Genetic differences accounting for evolution and pathogenicity of simian immunodeficiency virus from a sooty mangabey monkey after cross-species transmission to a pig-tailed macaque.

We determined the nucleotide sequences of two related isolates of simian immunodeficiency virus from the sooty mangabey monkey (SIVsmm) that exhibit dramatic differences in virulence. These isolates are separated by one experimental cross-species transmission, from sooty mangabey to pig-tailed macaque. The parental virus (SIVsmm9), nonpathogenic in the original host (sooty mangabeys), causes a chronic AIDS-like disease in macaques. In contrast, the variant virus (SIVsmmPBj14) induces an acute lethal disease in various macaque species and is also pathogenic for sooty mangabeys.
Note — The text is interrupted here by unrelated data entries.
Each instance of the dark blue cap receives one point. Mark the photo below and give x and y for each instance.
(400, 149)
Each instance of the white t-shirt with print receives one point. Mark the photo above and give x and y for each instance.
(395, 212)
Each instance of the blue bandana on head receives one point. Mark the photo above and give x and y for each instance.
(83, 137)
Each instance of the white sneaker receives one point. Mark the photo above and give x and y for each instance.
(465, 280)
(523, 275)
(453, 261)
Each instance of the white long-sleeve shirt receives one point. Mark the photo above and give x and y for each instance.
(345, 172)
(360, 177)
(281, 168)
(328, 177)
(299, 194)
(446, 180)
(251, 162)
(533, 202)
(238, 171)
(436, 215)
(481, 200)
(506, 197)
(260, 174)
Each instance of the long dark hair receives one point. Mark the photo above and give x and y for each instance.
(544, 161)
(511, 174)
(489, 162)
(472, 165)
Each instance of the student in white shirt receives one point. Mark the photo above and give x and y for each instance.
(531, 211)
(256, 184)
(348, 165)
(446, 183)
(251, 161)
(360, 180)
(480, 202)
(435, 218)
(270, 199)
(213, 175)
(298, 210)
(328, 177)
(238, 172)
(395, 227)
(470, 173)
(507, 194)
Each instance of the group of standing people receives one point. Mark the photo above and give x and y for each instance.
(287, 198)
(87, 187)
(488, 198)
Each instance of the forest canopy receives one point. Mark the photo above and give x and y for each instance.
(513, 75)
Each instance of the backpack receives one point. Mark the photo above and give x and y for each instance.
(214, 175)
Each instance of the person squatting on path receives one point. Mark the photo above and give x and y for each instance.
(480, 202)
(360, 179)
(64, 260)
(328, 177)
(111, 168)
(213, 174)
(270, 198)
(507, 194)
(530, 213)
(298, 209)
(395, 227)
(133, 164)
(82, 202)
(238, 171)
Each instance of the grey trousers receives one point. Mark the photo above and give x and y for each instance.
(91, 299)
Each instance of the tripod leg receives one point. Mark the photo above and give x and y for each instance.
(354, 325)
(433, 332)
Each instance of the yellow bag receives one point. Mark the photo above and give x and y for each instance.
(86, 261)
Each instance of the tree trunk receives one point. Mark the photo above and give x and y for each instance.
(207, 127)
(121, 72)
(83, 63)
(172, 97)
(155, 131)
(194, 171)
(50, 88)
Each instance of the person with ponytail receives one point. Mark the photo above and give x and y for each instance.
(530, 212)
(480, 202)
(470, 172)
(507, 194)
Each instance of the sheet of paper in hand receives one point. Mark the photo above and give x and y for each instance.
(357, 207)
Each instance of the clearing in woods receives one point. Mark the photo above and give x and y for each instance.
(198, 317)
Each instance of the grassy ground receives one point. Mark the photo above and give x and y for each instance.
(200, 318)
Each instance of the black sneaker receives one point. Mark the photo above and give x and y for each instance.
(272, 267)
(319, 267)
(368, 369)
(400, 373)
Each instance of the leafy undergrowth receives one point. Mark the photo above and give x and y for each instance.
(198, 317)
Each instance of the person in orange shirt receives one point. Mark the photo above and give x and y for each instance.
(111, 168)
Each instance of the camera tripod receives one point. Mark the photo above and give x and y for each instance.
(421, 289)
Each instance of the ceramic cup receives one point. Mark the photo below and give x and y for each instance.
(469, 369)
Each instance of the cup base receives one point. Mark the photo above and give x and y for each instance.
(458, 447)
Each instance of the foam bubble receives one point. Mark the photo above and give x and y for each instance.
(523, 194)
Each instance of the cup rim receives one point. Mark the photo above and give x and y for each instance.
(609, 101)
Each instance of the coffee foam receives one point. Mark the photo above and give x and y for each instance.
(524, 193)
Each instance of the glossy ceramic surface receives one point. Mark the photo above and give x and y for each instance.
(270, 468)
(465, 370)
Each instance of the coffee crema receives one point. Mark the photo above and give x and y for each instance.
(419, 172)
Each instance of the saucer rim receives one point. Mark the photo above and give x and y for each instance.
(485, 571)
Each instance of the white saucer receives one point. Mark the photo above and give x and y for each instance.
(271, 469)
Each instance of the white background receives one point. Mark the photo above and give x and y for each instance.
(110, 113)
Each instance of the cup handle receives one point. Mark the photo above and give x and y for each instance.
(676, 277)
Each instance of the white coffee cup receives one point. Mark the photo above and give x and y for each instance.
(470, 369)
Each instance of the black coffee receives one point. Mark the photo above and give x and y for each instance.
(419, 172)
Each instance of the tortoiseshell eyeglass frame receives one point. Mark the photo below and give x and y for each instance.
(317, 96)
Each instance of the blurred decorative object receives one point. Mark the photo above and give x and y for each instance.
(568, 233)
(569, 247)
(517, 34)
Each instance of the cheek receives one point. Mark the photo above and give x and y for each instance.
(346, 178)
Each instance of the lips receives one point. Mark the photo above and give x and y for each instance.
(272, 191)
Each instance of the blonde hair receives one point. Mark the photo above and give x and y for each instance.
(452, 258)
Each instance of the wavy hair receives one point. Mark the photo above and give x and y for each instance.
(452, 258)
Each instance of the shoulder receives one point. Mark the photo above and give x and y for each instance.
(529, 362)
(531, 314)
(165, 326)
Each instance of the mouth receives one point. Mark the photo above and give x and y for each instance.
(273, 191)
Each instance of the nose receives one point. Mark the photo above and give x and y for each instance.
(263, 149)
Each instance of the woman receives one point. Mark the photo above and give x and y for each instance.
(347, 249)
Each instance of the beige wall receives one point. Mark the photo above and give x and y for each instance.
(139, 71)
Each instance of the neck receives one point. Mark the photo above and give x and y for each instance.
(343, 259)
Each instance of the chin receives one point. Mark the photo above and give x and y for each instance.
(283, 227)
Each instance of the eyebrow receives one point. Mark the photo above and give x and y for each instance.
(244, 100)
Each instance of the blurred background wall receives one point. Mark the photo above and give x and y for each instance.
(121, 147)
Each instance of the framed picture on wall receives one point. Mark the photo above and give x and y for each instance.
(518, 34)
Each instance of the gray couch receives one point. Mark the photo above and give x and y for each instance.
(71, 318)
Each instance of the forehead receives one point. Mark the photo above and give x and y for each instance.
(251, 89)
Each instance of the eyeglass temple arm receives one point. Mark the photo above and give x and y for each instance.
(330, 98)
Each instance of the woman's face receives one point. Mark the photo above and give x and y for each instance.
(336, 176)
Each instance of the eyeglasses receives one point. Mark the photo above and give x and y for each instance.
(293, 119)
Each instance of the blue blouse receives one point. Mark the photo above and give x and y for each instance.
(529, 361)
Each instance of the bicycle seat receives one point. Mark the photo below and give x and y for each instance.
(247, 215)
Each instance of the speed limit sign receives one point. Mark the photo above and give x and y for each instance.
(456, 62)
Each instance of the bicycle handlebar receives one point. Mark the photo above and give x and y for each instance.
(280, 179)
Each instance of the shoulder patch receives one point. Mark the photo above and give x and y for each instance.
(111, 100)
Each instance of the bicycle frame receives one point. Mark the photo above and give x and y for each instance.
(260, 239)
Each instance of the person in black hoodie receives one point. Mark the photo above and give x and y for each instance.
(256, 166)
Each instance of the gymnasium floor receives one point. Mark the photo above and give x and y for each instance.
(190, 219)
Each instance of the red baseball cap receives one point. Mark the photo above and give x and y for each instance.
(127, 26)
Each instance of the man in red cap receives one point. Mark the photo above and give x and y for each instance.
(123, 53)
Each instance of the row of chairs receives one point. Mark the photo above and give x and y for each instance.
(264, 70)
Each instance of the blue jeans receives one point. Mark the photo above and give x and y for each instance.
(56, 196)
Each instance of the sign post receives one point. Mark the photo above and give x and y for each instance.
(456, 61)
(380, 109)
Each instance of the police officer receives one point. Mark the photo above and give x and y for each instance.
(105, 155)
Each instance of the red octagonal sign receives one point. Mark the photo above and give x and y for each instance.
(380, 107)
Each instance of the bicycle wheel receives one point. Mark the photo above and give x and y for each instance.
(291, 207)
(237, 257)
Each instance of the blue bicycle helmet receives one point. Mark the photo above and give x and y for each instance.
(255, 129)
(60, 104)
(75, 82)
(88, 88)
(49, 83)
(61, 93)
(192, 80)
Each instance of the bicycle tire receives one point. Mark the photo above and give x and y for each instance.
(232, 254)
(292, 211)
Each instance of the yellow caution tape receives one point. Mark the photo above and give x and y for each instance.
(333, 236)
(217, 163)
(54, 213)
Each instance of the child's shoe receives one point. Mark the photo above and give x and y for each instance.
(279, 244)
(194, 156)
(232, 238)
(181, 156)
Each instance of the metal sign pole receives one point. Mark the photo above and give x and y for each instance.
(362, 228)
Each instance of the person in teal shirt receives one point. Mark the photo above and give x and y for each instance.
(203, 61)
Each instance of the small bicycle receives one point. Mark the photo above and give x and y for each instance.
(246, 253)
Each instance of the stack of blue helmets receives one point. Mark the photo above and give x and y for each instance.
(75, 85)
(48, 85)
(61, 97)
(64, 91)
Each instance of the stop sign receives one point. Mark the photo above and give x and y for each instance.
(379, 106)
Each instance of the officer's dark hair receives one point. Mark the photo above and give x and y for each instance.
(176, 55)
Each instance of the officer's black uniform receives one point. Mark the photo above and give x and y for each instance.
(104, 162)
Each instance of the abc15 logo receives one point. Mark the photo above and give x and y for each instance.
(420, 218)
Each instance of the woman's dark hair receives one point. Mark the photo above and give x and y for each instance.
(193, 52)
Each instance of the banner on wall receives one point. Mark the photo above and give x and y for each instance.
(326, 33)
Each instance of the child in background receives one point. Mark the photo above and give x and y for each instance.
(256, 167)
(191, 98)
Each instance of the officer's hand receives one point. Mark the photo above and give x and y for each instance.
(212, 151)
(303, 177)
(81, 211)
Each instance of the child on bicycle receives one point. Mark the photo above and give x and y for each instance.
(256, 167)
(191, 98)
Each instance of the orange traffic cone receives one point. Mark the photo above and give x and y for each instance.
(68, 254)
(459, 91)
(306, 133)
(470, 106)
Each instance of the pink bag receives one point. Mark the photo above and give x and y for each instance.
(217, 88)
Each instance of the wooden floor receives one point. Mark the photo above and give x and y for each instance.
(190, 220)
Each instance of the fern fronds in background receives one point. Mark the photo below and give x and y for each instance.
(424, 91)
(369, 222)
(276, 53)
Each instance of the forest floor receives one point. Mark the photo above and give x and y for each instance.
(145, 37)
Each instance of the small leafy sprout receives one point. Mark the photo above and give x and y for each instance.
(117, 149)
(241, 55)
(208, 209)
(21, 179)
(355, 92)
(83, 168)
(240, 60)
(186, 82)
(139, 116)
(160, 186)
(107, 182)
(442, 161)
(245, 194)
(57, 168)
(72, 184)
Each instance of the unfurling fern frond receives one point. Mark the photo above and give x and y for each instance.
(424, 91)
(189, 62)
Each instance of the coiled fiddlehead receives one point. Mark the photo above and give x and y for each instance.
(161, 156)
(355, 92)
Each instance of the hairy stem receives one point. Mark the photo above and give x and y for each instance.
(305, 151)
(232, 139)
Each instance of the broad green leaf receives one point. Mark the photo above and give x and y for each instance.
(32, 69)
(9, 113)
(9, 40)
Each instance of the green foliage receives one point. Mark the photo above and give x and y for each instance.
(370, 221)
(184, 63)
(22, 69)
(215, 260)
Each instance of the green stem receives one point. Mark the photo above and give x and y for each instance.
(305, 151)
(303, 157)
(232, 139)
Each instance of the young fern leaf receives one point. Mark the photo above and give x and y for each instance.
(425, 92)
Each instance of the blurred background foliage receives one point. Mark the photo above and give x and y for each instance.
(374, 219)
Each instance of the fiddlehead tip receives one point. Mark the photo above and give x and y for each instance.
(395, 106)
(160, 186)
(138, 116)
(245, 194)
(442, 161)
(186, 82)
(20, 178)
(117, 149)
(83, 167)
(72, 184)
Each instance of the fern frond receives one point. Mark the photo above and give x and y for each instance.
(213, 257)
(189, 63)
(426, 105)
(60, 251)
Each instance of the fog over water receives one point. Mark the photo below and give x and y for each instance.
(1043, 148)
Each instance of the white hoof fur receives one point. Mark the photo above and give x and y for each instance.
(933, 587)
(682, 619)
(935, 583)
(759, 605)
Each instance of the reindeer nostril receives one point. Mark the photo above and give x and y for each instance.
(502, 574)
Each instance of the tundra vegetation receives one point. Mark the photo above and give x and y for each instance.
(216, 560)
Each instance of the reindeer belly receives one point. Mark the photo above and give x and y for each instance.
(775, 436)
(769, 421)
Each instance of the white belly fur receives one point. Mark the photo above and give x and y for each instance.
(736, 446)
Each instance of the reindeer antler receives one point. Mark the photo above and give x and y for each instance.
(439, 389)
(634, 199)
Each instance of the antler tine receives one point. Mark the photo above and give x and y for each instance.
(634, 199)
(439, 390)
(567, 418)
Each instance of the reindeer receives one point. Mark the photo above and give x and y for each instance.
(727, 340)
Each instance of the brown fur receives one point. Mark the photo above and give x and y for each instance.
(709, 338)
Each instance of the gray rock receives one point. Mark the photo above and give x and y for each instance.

The combination of necessary and sufficient mutations that determined the acutely lethal phenotype on the SIVsmm9 genetic background is included within a maximal set of 57 point mutations, plus two insertions located in the long terminal repeat (22 bp spanning an NF-kappa B-like enhancer element) and in the surface envelope glycoprotein (5 amino acids). Comparisons of synonymous and nonsynonymous nucleotide substitutions in the genome of SIVsmm indicated that selective pressures, probably due to the host immune response, favored amino acid changes in the envelope. This immunoevolutionary mechanism could explain the increase in diversity and the apparition of new virulent phenotypes after cross-species transmission.